How government aided payroll scam

Speaker of Parliament Rebecca Kadaga (R) after receiving the 2012 Auditor General report from the AG, Mr John Muwanga, at Parliament. PHOTO BY GEOFFREY SSERUYANGE

What you need to know:

Reports indicate only three of the 22 recommendations of AG’s 2012 Special Report on the payroll ghosts were implemented.

Parliament- The loss of about Shs100 billion to 25,000 suspected ghost employees planted on the government payroll by a racket of unidentified officials would have been avoided if Ministry of Finance had implemented the recommendations of the Auditor General, Daily Monitor can reveal.

A follow-up investigation by this newspaper into the loss of taxpayers’ money through the falsification of the public service payroll, found evidence of negligence on the part of government officials in the ministries of Finance and Public Service.

For instance, of the 22 proposed recommendations of AG’s 2012 Special Report on the payroll ghosts, only three were implemented and five partially implemented or still in the process of being implemented more than three years later.

Although government stopped processing new appointments without evidence of acceptance of the employment, they have neither penalised accounting officers keeping ghosts on the payroll nor streamlined the way in which contracts staff access the public service payroll.

The government has also failed to review the payroll to identify employees who are over 60 years of age still on the payroll without valid contract or instruments of appointment.

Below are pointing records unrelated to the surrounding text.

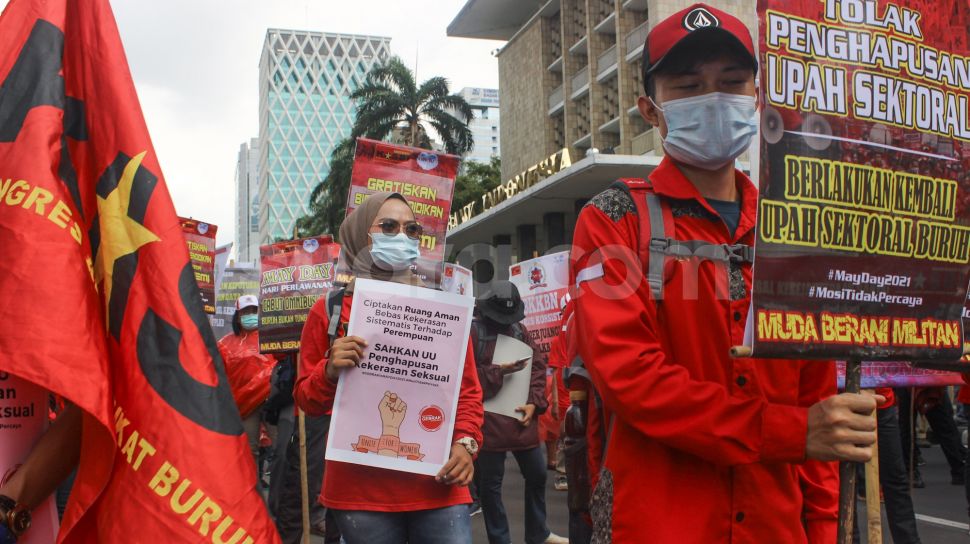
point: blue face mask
(393, 252)
(710, 130)
(249, 321)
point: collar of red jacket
(669, 181)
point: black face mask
(492, 324)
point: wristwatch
(14, 516)
(470, 444)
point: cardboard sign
(396, 409)
(293, 275)
(200, 238)
(425, 178)
(863, 238)
(542, 284)
(23, 413)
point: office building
(485, 124)
(247, 202)
(570, 75)
(305, 110)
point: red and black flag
(98, 302)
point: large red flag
(98, 301)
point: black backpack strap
(480, 342)
(654, 246)
(335, 303)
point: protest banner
(396, 410)
(425, 178)
(236, 282)
(116, 326)
(457, 279)
(900, 374)
(542, 283)
(201, 240)
(863, 238)
(23, 409)
(293, 275)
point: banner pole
(847, 469)
(873, 508)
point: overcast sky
(196, 65)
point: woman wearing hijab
(379, 240)
(248, 370)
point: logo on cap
(700, 18)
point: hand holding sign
(344, 353)
(527, 412)
(393, 410)
(459, 469)
(515, 366)
(841, 428)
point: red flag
(98, 301)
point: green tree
(389, 102)
(474, 180)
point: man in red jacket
(702, 448)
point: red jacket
(247, 369)
(355, 487)
(504, 433)
(705, 448)
(559, 359)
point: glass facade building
(247, 202)
(305, 82)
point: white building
(247, 202)
(305, 110)
(485, 125)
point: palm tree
(390, 99)
(389, 104)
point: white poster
(396, 409)
(457, 279)
(515, 386)
(23, 420)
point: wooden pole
(873, 506)
(304, 482)
(847, 470)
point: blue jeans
(449, 525)
(491, 466)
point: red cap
(699, 19)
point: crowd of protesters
(662, 436)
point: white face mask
(709, 131)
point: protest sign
(457, 279)
(222, 261)
(425, 178)
(293, 275)
(236, 282)
(542, 283)
(515, 386)
(200, 238)
(23, 409)
(396, 410)
(863, 238)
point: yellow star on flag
(120, 235)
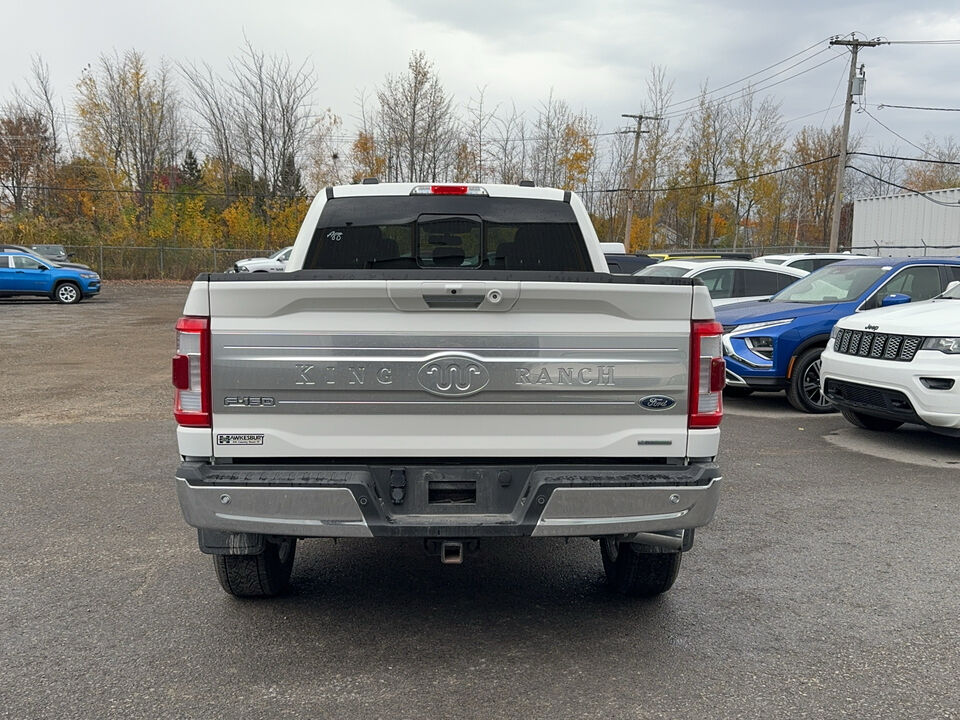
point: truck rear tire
(804, 391)
(635, 573)
(265, 574)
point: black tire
(67, 293)
(635, 573)
(804, 391)
(869, 422)
(265, 574)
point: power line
(730, 97)
(890, 130)
(898, 157)
(182, 193)
(922, 42)
(916, 107)
(758, 72)
(815, 112)
(904, 187)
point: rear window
(467, 232)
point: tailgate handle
(479, 296)
(453, 300)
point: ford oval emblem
(656, 402)
(453, 375)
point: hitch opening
(451, 553)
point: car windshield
(663, 271)
(832, 284)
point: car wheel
(804, 391)
(264, 574)
(635, 573)
(869, 422)
(67, 293)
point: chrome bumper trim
(619, 510)
(300, 511)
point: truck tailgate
(410, 368)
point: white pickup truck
(451, 363)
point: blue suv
(23, 274)
(775, 344)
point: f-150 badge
(453, 376)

The AG had also recommended that teachers’ transfers should be reflected on the payroll on a timely basis.

Ministry of Public Service has since passed the blame on to Ministry of Finance officials who introduced a decentralised salaries payment system.

Mr Jonas Tumwine, the spokesperson for public service docket, told Daily Monitor last week the public servants ministry of Finance deleted from the payroll and claimed they made a saving, were not ghosts. “They were genuine employees, especially the teachers caught in the game of transition.”

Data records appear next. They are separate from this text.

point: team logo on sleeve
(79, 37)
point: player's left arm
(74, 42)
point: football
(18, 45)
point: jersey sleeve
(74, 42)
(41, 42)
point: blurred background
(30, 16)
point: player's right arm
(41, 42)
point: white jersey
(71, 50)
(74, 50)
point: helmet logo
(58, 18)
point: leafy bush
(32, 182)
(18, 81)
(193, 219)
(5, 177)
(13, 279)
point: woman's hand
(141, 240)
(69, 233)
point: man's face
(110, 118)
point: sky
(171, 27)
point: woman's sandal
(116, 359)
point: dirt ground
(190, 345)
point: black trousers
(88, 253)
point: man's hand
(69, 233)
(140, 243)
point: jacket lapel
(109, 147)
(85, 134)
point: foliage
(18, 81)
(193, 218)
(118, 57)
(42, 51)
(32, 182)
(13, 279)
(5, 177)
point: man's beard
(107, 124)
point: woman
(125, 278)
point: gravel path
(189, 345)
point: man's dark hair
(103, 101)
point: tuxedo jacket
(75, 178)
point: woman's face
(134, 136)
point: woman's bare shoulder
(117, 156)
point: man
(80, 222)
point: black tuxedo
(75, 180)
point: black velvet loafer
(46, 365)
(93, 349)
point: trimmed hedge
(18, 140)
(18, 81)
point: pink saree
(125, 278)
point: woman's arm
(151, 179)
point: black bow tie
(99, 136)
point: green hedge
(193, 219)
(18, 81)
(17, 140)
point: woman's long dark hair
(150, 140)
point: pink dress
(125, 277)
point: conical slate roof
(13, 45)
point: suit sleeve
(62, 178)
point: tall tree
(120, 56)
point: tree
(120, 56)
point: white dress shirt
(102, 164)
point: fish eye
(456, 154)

Ministry of Finance spokesperson Jim Mugunga admitted that some recommendations have not been implemented but said Finance ministry did not do any wrong, adding that it was the Finance minister who asked the Office of the AG to clean the wage bill.

What Shs300b could do
Schools: At a cost of Shs500 million per school, Daily Monitor calculations basing on President Museveni’s figures on un-served sub-counties show that this money could have constructed a fully-fledged primary and secondary school in each of the 274 sub-countries. There are currently 274 sub-counties without a secondary school.
Drugs: The executive director Anti-Corruption Coalition, Ms Cissy Kagaba, said the amount could also reduce maternal mortality rate by saving hundreds of expectant mothers. She said the funds could have treated about 15 million people suffering from Malaria by buying Coartem. Malaria kills at least 320 people daily in Uganda, according to Health Ministry figures.